Katarina Mazetti wrote for both children and adults and is, among other things, known for the successful novel "The Boy in the Grave Next to" from 1998, which later also became a film with actors Michael Nyqvist and Elisabet Carlsson in the lead roles.
Million audience at the cinema
Director Kjell Sundvall made the film of Katarina Mazetti's novel about the farmer and the librarian Desirée in 2002. The film became a huge success and was seen by 976,000 Swedes at the cinema, and Michael Nyqvist received a Guldbagge for best male lead.
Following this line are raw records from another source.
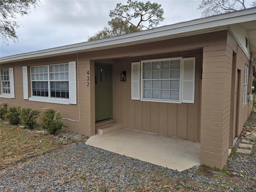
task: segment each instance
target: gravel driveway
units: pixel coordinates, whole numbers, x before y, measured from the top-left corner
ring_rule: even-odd
[[[256,128],[246,131],[256,133]],[[242,136],[235,148],[242,139],[248,139]],[[251,154],[235,153],[220,172],[203,166],[179,172],[82,143],[70,144],[2,168],[0,191],[256,191],[255,139],[250,139]]]
[[[0,190],[156,190],[185,176],[84,144],[71,144],[5,168],[1,173]]]

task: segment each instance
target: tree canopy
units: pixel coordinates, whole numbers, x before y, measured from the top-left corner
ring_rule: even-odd
[[[14,20],[30,12],[30,6],[38,6],[39,0],[0,0],[0,35],[4,42],[18,41],[16,30],[19,27]]]
[[[122,20],[117,19],[108,22],[109,26],[104,27],[88,39],[88,41],[104,39],[140,31],[139,29]]]
[[[245,0],[202,0],[198,9],[202,10],[202,17],[226,13],[246,8]],[[250,7],[256,6],[256,0]]]
[[[88,39],[100,39],[149,29],[157,26],[164,19],[161,5],[149,1],[144,3],[128,0],[127,4],[118,3],[110,10],[112,18],[105,27]]]

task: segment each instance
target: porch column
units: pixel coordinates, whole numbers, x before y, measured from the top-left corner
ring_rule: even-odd
[[[203,53],[200,164],[219,168],[228,156],[232,54],[228,47],[204,47]]]

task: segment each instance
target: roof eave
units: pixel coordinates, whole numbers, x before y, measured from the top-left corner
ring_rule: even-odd
[[[141,32],[95,41],[8,56],[0,58],[2,63],[78,52],[91,51],[192,35],[224,29],[232,24],[255,20],[256,8],[198,19]]]

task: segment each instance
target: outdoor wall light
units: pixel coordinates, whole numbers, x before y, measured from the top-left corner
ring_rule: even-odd
[[[121,81],[126,81],[126,72],[123,71],[120,74],[120,80]]]

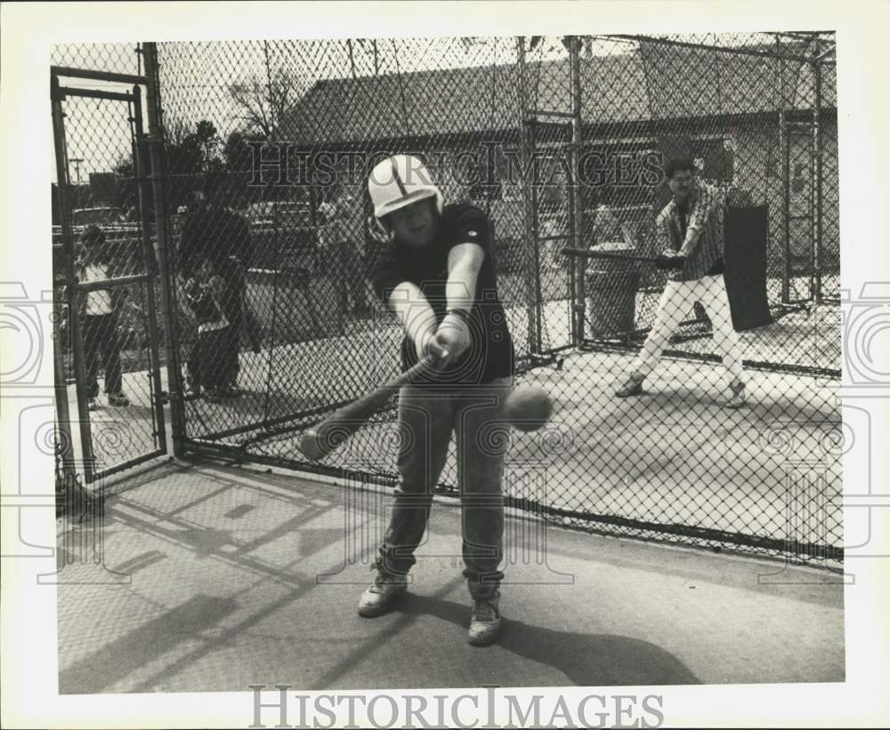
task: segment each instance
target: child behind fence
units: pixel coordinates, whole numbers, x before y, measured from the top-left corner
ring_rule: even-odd
[[[186,284],[185,295],[198,320],[198,344],[190,365],[197,370],[204,398],[210,403],[219,403],[226,392],[229,322],[222,314],[224,290],[225,283],[211,259],[201,257]]]
[[[80,244],[80,282],[89,284],[111,278],[111,254],[102,229],[89,226],[81,235]],[[100,369],[104,372],[109,405],[129,405],[121,378],[116,297],[109,287],[91,289],[81,298],[80,306],[89,408],[94,411],[99,407]]]

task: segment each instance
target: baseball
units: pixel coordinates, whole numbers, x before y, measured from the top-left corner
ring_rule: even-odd
[[[506,419],[521,431],[537,431],[553,414],[553,399],[537,385],[515,389],[506,399]]]

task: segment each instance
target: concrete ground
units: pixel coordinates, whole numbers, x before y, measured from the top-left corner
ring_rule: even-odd
[[[59,523],[61,694],[845,678],[828,572],[514,517],[503,636],[473,647],[452,500],[408,598],[368,620],[384,490],[170,462],[114,493],[101,529]]]

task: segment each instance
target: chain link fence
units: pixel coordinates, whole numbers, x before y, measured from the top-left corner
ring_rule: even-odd
[[[66,44],[52,52],[57,411],[66,421],[58,446],[87,482],[166,446],[155,213],[137,149],[144,88],[123,78],[141,74],[136,51]]]
[[[158,44],[187,448],[395,477],[394,407],[320,467],[297,444],[399,371],[366,180],[411,153],[447,201],[488,213],[519,380],[556,401],[546,428],[511,434],[513,504],[838,558],[832,49],[829,34]],[[709,290],[666,298],[673,275],[645,262],[564,253],[659,253],[677,156],[719,201],[730,309]],[[616,397],[659,317],[667,357],[643,396]],[[732,332],[748,402],[730,411]],[[440,486],[457,489],[453,453]]]

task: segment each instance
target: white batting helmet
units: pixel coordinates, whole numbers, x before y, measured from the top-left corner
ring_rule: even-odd
[[[429,170],[410,155],[393,155],[375,165],[368,179],[368,191],[378,221],[392,211],[428,197],[435,197],[436,209],[442,212],[441,191]]]

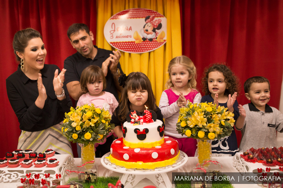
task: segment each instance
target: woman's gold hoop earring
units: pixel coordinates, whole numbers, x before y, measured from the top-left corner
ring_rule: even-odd
[[[22,58],[21,59],[21,69],[22,70],[24,70],[24,59]]]

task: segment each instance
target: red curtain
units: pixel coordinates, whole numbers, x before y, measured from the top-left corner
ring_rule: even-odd
[[[18,119],[8,99],[5,84],[6,79],[17,68],[12,44],[15,33],[29,27],[39,31],[47,51],[45,63],[56,65],[62,69],[64,60],[76,51],[67,35],[69,27],[74,23],[84,23],[95,37],[97,13],[95,0],[1,0],[0,4],[0,85],[2,91],[0,98],[3,102],[0,109],[2,158],[6,152],[17,149],[20,133]],[[75,156],[77,156],[75,153]]]
[[[261,76],[270,82],[269,104],[279,109],[283,74],[283,1],[180,2],[183,53],[197,67],[197,88],[202,88],[201,78],[206,67],[225,62],[241,85],[237,97],[239,104],[249,102],[244,96],[245,81]],[[241,132],[236,134],[239,145]]]

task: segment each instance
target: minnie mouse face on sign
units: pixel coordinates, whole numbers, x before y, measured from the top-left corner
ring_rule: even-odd
[[[159,136],[160,137],[163,136],[164,134],[164,124],[162,124],[162,127],[158,126],[157,127],[157,131],[159,133]]]
[[[141,131],[139,129],[135,128],[134,132],[136,134],[136,138],[140,140],[143,140],[147,138],[147,134],[148,133],[148,129],[145,128]]]
[[[143,41],[147,39],[151,42],[156,39],[158,35],[158,33],[156,30],[159,30],[162,27],[161,20],[157,19],[153,20],[155,17],[154,15],[148,16],[145,18],[146,24],[143,26],[142,34]]]

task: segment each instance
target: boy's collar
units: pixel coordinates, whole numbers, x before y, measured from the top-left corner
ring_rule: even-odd
[[[259,112],[260,111],[256,108],[254,105],[252,104],[251,102],[251,103],[249,103],[249,108],[250,109],[250,111],[256,111]],[[269,105],[267,104],[265,104],[265,110],[264,111],[265,112],[273,112],[273,111]]]

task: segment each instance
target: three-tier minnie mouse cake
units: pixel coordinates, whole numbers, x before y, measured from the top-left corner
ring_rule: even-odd
[[[151,110],[142,116],[130,111],[122,127],[124,138],[113,141],[107,158],[127,168],[153,169],[175,163],[180,154],[178,143],[164,137],[164,125],[157,118]]]

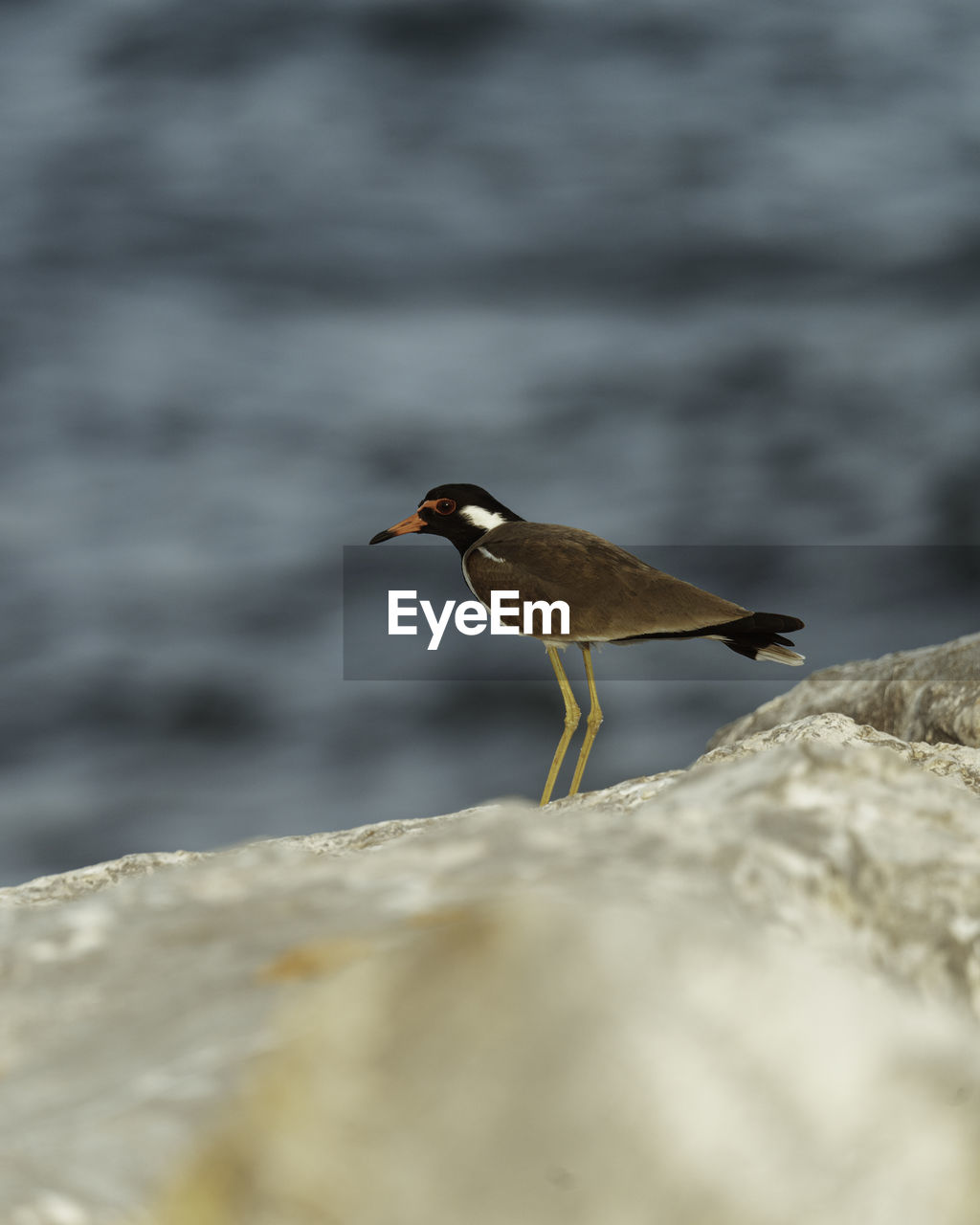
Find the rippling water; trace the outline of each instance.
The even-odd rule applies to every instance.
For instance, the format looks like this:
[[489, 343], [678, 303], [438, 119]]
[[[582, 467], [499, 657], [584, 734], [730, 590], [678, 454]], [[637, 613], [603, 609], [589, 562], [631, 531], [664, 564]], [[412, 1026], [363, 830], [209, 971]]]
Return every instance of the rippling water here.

- She was very nice and generous as an author. We had to rework a lot, because the book tells the story from two people's perspective in each chapter, and you can't do that in a film, says Sundvall.
He tells that Katarina Mazetti did not have any problems with the filmmakers changing so much of the core of the book to the film.
She handed over the book. It's not all authors who can leave their work so trustfully as she did, so generously. So I thought that was very fine of her. Then it became quite successful too. Everyone was satisfied.
Mazetti's books were translated into thirty languages, according to the radio, and she had great successes in France where "The Boy in the Grave Next to" sold a million copies, tells her publisher Dag Hernried.
"On the track”-Katarina
He remembers an author who could write fun about serious subjects during a time when not many others could do it. Mazetti distinguished herself already from the start by sending in a picture book text - "Here comes the fat family" - written in hexameter.
After the successes with "The Boy in the Grave", Hernried used to get the question of how he discovered her.
I used to say that I got a manuscript written in hexameter and that I understood directly that it was a bestseller - it was of course not that at first - but it was a very good text.
In 2006, she won SVT's "On the track" with high jumper Stefan Holm.
I remember her as happy and positive. We won that year and then she didn't really want to be part of it anymore, because she felt quite satisfied and didn't want to be known as "On the track"-Katarina as she said, says Stefan Holm to TT.